ATHENS — Seniors in this city’s three public high schools will be taking a new subject this academic year: investing.
And while learning about the stock and bond markets, certificates of deposit, and bitcoin, they will be observing the real-time behavior of their individual $1,000 portfolios, given to them by the nonprofit Gifted Savings.
“One thousand dollars changes somebody’s life if given at the right time and place,” said Farhad Mohit, founder of Gifted Savings. “This is my way of addressing income disparity in this country. Money goes directly to the students.”
Mohit is a successful tech entrepreneur who founded Bizrate.com, Shopzilla and Flipagram, a music video app he sold to Chinese investors and eventually became TikTok.
The Athens program, covering roughly 800 students, is Gifted Savings’ first districtwide initiative after the nonprofit launched a pilot program last year at a small charter school in Los Angeles. To keep their individual investment portfolios, students must complete financial literacy programs, turn 18 and begin and end the school year enrolled.
Gifted Savings officials conferred with Athens native Logan Smalley, executive director of TED-Ed, TED’s youth and education initiative, about introducing the portfolio program in three schools around the country.
Smalley, a Clarke Central High graduate, urged Gifted Savings officials not to “dilute their efforts” and instead to scale up and focus on an entire school district — and then suggested Athens’ Clarke County.

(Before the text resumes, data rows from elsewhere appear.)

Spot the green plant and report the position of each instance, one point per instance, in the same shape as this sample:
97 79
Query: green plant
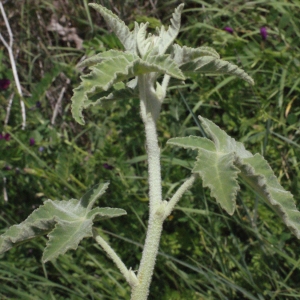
136 73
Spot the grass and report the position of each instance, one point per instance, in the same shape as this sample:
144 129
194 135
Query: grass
204 253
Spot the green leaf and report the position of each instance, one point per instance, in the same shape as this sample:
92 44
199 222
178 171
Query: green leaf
111 71
221 162
78 101
118 27
222 140
193 142
259 175
219 174
210 65
164 64
67 221
215 165
106 99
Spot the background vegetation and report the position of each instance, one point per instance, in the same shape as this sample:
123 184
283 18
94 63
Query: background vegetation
204 253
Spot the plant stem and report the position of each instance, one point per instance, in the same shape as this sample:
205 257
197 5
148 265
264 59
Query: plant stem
113 255
176 197
149 113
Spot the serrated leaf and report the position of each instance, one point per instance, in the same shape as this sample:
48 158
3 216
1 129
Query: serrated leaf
166 38
67 221
219 167
106 99
143 43
219 174
210 66
111 71
222 140
126 37
165 64
259 175
78 99
183 55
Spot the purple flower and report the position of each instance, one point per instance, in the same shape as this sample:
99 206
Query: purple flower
6 136
31 141
228 29
4 84
263 33
107 166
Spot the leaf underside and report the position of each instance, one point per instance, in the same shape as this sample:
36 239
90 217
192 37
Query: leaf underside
222 160
65 222
112 70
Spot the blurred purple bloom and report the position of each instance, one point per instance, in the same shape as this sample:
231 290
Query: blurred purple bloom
4 84
228 29
263 33
31 141
6 136
107 166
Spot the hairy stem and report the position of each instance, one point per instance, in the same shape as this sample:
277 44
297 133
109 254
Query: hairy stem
149 113
113 255
176 197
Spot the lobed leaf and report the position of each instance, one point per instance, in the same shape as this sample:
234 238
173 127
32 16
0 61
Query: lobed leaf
165 64
67 221
193 142
210 65
113 70
219 174
126 37
222 140
259 175
220 162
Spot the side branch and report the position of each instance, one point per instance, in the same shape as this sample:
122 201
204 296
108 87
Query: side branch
177 196
128 274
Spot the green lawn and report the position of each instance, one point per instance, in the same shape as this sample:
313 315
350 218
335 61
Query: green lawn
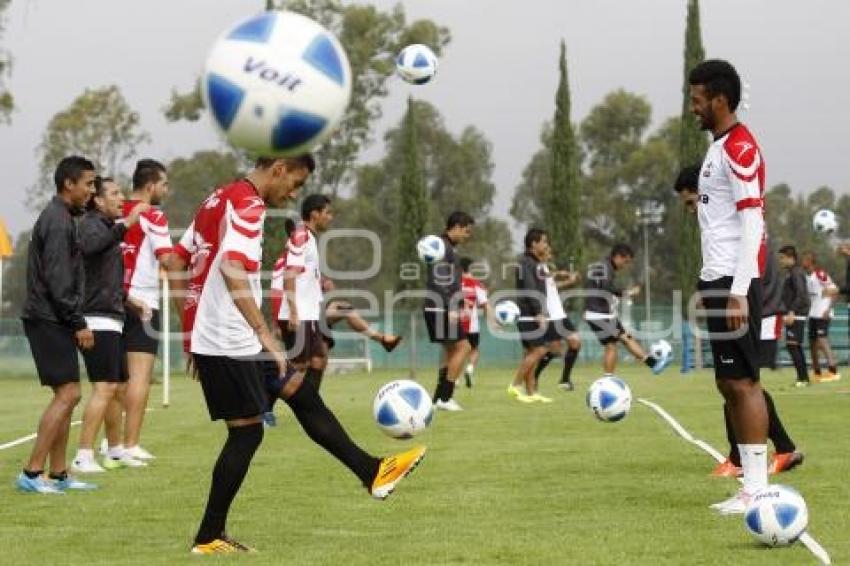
503 483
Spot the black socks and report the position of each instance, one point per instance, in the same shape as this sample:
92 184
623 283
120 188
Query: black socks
229 471
324 429
569 361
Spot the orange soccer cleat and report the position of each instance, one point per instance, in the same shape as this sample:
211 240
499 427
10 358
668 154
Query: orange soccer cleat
393 469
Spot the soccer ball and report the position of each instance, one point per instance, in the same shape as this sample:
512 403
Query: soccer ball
661 349
276 84
402 409
416 64
609 398
825 221
431 249
507 313
777 515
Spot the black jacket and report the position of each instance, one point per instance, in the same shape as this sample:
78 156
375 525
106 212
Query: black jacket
601 288
55 269
772 287
531 286
795 294
100 240
444 281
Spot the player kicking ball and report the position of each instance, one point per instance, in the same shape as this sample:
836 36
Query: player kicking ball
600 311
217 287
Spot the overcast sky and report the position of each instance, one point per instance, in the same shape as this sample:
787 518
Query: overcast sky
499 73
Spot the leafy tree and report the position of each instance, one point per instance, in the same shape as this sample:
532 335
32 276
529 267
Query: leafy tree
562 203
693 144
7 102
100 125
413 209
371 38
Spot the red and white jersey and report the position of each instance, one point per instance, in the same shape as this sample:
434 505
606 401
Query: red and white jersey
817 282
732 179
300 259
474 297
143 245
228 225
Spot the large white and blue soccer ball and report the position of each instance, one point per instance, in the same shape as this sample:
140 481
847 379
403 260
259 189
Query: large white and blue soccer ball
661 349
609 398
825 221
277 84
777 515
402 409
416 64
506 312
431 249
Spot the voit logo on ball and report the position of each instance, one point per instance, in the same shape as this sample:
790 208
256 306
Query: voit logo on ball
277 84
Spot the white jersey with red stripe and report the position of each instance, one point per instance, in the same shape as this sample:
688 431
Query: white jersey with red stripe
731 182
475 297
228 225
144 243
301 260
817 282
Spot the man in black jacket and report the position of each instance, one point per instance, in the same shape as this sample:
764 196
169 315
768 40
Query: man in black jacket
103 308
795 306
600 311
443 309
54 323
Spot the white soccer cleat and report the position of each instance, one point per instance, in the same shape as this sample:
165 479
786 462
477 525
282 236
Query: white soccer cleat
451 405
85 466
138 453
735 505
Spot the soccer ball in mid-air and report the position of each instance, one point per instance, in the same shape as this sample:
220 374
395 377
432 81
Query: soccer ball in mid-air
431 249
277 84
661 349
777 515
402 409
825 222
609 398
506 312
416 64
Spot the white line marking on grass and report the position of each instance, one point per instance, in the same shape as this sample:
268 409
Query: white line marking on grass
807 540
27 438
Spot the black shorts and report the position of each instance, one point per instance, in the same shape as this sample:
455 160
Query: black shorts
531 336
796 331
234 388
607 330
441 329
305 343
107 361
734 357
141 336
819 327
54 350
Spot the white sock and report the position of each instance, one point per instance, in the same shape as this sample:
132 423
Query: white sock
85 455
754 464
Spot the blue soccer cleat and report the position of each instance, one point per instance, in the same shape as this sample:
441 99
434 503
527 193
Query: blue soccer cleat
36 485
73 484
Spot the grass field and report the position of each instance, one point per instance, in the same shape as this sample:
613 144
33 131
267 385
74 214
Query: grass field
503 483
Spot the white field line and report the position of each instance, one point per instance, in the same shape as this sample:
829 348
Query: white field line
807 540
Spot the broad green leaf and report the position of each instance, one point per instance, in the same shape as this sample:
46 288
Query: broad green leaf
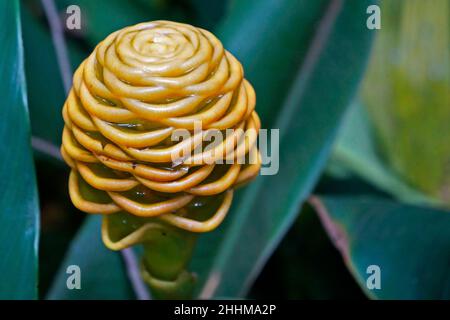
101 17
407 93
103 274
19 210
356 151
410 245
305 61
45 87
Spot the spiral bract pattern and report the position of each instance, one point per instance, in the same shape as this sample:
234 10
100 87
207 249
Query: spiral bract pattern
138 89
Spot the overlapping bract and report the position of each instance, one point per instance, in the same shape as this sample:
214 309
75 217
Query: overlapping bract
140 85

“Logan told us there was multigenerational poverty in Athens,” said Josh Landay, the nonprofit’s executive director. “We hope this will change the narrative.”
Ben Smalley, Logan’s brother, is the social studies director for the Clarke County School District. He coordinated with high school staff so seniors will use 15 minutes of their weekly advisement periods to complete the educational modules created by Gifted Savings. At the end of the academic year, students will have completed 20 modules explaining each part of their portfolios.

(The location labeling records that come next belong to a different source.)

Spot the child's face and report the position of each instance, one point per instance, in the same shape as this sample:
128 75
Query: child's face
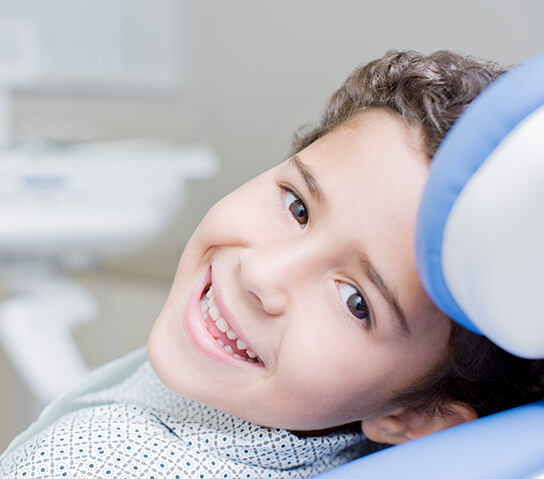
309 281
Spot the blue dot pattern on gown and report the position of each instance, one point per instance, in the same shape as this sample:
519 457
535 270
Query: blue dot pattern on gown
140 429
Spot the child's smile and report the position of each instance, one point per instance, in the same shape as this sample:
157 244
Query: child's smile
214 329
316 316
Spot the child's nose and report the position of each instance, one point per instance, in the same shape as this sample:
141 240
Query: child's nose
268 277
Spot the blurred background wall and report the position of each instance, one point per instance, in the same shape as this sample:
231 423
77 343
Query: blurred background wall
252 72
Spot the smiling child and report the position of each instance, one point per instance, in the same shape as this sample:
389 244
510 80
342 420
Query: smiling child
296 312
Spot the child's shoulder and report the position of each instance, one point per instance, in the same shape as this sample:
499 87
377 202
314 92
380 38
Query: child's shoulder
104 377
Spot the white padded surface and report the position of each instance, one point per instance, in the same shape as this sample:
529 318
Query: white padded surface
493 247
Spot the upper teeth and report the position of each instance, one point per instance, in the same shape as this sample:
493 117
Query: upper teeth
209 308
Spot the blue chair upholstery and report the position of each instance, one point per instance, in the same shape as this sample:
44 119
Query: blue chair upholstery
480 254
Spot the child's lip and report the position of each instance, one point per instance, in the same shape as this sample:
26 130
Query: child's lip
227 314
201 338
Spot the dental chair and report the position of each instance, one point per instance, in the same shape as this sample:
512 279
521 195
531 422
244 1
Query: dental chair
480 254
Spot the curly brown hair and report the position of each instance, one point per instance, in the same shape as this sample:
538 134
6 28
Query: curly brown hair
430 92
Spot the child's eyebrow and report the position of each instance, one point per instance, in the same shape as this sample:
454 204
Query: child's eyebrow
386 292
312 184
368 268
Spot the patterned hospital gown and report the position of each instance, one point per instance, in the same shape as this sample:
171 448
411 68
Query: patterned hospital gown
140 429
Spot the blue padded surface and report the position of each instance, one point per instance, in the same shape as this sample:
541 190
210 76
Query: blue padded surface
485 123
506 445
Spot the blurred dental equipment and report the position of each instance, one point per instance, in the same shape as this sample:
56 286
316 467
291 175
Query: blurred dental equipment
65 208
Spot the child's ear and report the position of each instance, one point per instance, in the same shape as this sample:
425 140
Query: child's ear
404 424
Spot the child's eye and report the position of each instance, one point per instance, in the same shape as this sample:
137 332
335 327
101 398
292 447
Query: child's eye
354 301
295 205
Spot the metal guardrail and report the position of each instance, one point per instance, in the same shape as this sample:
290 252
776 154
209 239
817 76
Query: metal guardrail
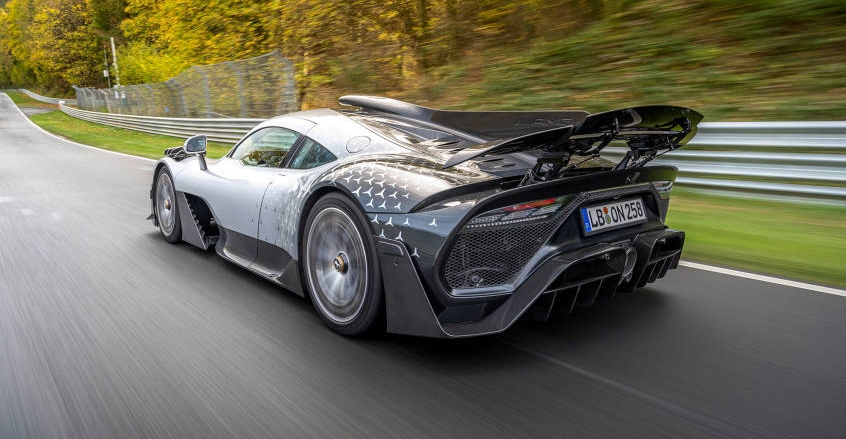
805 159
219 130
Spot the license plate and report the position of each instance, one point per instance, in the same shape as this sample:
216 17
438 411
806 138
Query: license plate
608 216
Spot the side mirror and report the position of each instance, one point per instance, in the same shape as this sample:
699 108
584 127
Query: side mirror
197 146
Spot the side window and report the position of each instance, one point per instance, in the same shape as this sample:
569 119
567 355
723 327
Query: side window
311 154
266 147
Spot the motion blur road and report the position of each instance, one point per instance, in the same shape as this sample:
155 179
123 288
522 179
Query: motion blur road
106 331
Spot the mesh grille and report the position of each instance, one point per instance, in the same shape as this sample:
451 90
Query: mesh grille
483 258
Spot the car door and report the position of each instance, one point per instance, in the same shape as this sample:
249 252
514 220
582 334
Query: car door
235 185
280 213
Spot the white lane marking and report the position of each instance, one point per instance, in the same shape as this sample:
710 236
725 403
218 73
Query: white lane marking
758 277
71 141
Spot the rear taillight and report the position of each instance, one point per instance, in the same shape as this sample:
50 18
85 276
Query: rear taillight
518 213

Clarke County School Superintendent Jennifer Scott said she believes the program will “teach students what investing means, keep them in school and on track, and give them something to look forward to.”

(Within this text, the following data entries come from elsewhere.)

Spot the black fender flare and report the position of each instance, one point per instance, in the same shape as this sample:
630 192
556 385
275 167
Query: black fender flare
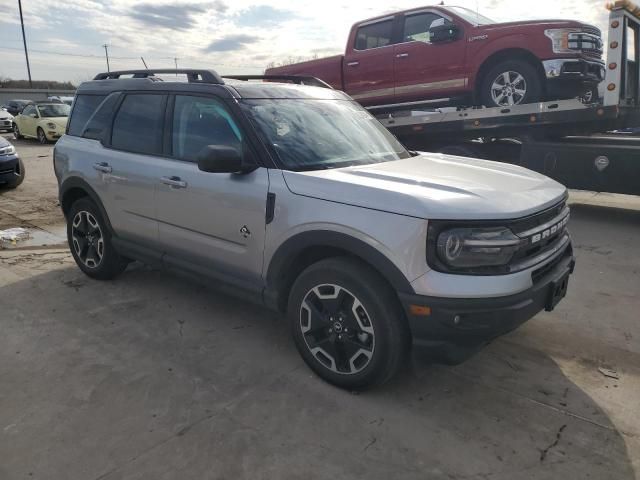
286 254
78 183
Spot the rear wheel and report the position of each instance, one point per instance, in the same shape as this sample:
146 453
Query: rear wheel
42 138
90 242
511 82
347 323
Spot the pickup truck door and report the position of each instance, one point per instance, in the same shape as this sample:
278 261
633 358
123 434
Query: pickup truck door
210 221
368 63
424 69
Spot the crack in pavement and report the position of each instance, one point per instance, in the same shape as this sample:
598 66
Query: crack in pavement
543 453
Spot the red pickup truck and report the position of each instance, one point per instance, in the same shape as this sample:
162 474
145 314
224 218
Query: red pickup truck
444 55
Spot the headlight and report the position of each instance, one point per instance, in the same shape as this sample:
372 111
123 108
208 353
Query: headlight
560 39
470 248
10 150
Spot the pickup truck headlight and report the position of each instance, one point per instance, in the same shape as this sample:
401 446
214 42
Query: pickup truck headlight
10 150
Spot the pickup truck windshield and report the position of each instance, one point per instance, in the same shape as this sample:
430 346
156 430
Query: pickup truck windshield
471 16
322 134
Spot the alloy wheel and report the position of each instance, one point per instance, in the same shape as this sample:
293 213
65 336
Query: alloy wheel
508 88
337 329
87 238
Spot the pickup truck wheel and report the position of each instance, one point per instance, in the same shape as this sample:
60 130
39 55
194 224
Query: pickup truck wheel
510 83
347 323
90 242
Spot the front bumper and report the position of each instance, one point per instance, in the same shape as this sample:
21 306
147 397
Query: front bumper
9 168
456 328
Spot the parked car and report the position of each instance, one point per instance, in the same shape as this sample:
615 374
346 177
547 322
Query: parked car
443 54
6 120
44 121
298 198
14 107
11 166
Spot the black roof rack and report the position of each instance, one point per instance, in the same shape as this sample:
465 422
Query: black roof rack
297 79
194 76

If the participating students complete the requirements, Gifted Savings turns the portfolios over to them. They can buy or sell as they wish, including cashing out.
Researchers from the University of Georgia’s College of Family and Consumer Sciences are following the students for the next four years to learn how the program affects them as individuals, their families and the community.
An anonymous donor is funding the first year of the Athens program, which will cost $814,000. Gifted Savings is paying for half the second year, with expectations for the Athens community stepping up to pay the remainder, and, eventually, to create a $16 million endowment to fund the program in perpetuity.
“I think the business community in Athens craves an opportunity to provide a hand up,” Athens Chamber of Commerce Executive Director David Bradley said. “I was very skeptical at first, but this is the real deal. It’s going to fully engage the students and show them there can be light in their future.”